Zuletzt: Was sagt es aus, viele Freunde zu haben? Ist das nicht eine Fortsetzung des Kampfes um Beliebtheit, der in der Schule über den eigenen Status entschied und dem man eigentlich nur entfliehen wollte? Will ich mich definieren über Andere und ob sie mich mögen oder akzeptieren oder - wie es mir manchmal vorkommt - tolerieren, um auch nicht allein zu sein? Weil das eben uncool ist?
Etwas in mir windet sich bei dem Gedanken, nur mit jemandem Zeit zu verbringen, um sich all die Fragen nicht zu stellen, die kommen, wenn ich allein bin: Warum ist das so? Schmälert das meinen Wert? Macht es mich "komisch", so wie die Leute, die ihre Brille etwas zu tief Richtung Nasenspitze tragen (finde ich, die ihre Wollsocken hochzieht bis Mitte Schienbein, eher sympathisch)? Werde ich eigenartig und schrullig, ohne es zu merken?
Eigen-artig. Jemand hat seine eigene Art. Ist das nicht etwas sehr Erstrebenswertes? Der-/Diejenige weiß, was und wohin sie will und was nicht. Davon komme ich mir gerade weit entfernt vor. Wenn mich das Alleinsein - nicht zu verwechseln mit Einsam-Sein - dem näher bringt, dann nehm' ich davon eine Portion, danke.
Manchmal lehrt einen das Alleinsein auch etwas. Bei mir sind das oft Dinge, die ich mir eigentlich nicht zu lernen wünschte, für die ich jetzt aber dankbar bin. Zum Beispiel, dass Ablehnung erstmal schmerzt, aber dann Wege frei macht für ganz wunderbare andere Erfahrungen, die andernfalls nie gemacht worden wären.

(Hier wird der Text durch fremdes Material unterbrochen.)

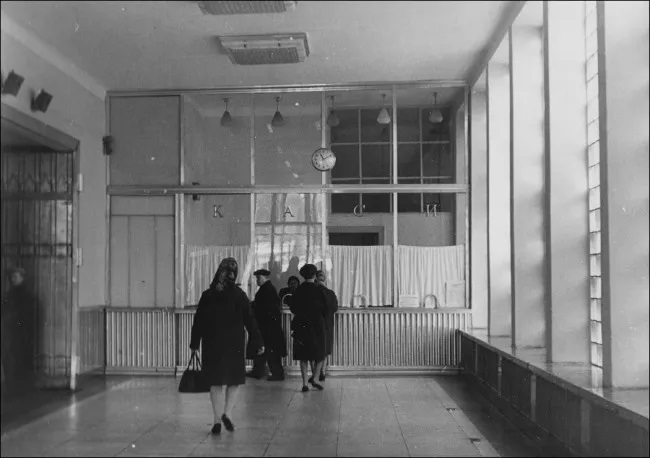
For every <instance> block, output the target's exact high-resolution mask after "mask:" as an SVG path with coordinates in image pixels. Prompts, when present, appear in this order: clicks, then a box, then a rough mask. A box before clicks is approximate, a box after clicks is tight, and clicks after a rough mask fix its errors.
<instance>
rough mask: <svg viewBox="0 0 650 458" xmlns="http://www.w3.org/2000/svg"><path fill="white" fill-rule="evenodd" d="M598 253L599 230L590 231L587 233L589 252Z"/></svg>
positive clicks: (599, 243)
mask: <svg viewBox="0 0 650 458" xmlns="http://www.w3.org/2000/svg"><path fill="white" fill-rule="evenodd" d="M598 253H600V232H591V233H590V234H589V254H598Z"/></svg>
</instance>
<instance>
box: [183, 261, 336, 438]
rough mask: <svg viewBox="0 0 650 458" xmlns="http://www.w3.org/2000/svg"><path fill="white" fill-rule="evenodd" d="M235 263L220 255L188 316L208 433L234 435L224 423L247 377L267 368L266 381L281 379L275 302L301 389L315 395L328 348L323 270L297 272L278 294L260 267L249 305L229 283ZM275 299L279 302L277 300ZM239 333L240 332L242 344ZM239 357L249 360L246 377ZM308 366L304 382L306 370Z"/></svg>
mask: <svg viewBox="0 0 650 458" xmlns="http://www.w3.org/2000/svg"><path fill="white" fill-rule="evenodd" d="M237 274H238V264H237V261H236V260H235V259H234V258H226V259H224V260H223V261H221V263H220V264H219V268H218V269H217V273H216V274H215V276H214V279H213V280H212V283H211V284H210V288H209V289H207V290H206V291H204V292H203V294H202V295H201V299H200V300H199V304H198V307H197V311H196V313H195V315H194V322H193V325H192V335H191V340H190V349H191V350H192V351H197V350H198V349H199V347H200V346H201V342H202V352H201V353H202V354H201V362H202V370H203V373H204V374H205V376H206V377H207V381H208V383H209V385H210V400H211V402H212V408H213V413H214V425H213V427H212V433H213V434H219V433H220V432H221V424H222V423H223V425H224V426H225V428H226V429H227V430H229V431H233V430H234V425H233V423H232V420H231V416H232V410H233V408H234V405H235V401H236V397H237V393H238V388H239V386H240V385H243V384H244V382H245V377H246V376H247V375H248V376H250V377H254V378H258V379H260V378H262V377H263V376H264V373H265V372H266V366H267V364H268V368H269V372H270V375H269V377H268V380H269V381H280V380H284V378H285V375H284V369H283V367H282V358H283V357H284V356H287V347H286V340H285V337H284V336H285V334H284V330H283V329H282V304H283V302H284V303H285V304H288V305H289V309H290V310H291V313H293V315H294V317H293V320H292V322H291V337H292V338H293V359H294V360H297V361H300V371H301V374H302V391H303V392H306V391H309V385H311V386H312V387H314V388H316V389H317V390H322V389H323V386H322V385H321V384H320V383H318V382H317V381H316V378H318V381H320V382H322V381H324V380H325V378H326V371H327V356H328V355H330V354H331V353H332V348H333V345H334V314H335V313H336V311H337V310H338V300H337V298H336V294H335V293H334V292H333V291H332V290H330V289H328V288H327V278H326V276H325V273H324V272H322V271H319V270H318V269H317V267H316V266H315V265H313V264H305V265H304V266H303V267H302V268H301V269H300V275H301V276H302V277H303V278H304V282H303V283H302V284H300V283H299V282H298V283H299V284H298V285H295V282H294V284H293V285H292V284H291V282H292V280H293V279H295V280H297V278H295V277H291V278H290V279H289V282H288V283H289V289H288V290H287V289H285V288H283V289H282V290H281V295H278V293H277V291H276V289H275V286H274V285H273V283H271V281H270V275H271V273H270V272H269V271H268V270H266V269H260V270H257V271H255V273H254V275H255V277H256V280H257V285H258V286H259V289H258V291H257V293H256V294H255V299H254V301H253V303H252V304H251V303H250V302H249V300H248V296H247V295H246V293H245V292H244V291H243V290H242V289H241V288H240V287H239V286H238V285H237V284H236V283H235V282H236V279H237ZM281 296H282V299H281ZM244 329H245V330H246V331H247V333H248V342H247V343H246V342H245V334H244ZM245 358H248V359H252V360H253V368H252V370H251V372H249V373H248V374H247V373H246V369H245V365H246V361H245ZM310 368H311V373H312V375H311V377H308V371H309V369H310Z"/></svg>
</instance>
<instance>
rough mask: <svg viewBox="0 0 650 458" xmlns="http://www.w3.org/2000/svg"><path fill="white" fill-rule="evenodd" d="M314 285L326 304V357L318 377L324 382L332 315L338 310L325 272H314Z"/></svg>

Bevor ich diesen Text zu schreiben begann, rief ich einen Freund an, der nicht ans Handy ging. Hätten wir eine kurze und wahrscheinlich sehr belanglose Unterhaltung geführt, hätte ich mich nicht mehr hingesetzt und hier meinen Seelenschnodder hingeschmiert (ob der nun wertvoll ist oder nicht, sei dahingestellt, für mich ist es aber wie eine Lungen- und Hirnreinigung).
Momente und Beziehungen mit Menschen können wunderbar sein und eins der beglückendsten Gefühle ist das der Verbundenheit mit anderen. Aber die kann sich nur einstellen, wenn man sich freiwillig und bewusst dafür entscheidet und nicht aus einem Zwang heraus, nicht auf dem sozialen Abstellgleis zu landen. Nur dann bin ich frei, Nähe zuzulassen und zu genießen. Weil ICH es will.

In vielen anderen Fällen ist Alleinsein manchmal ganz schön cool.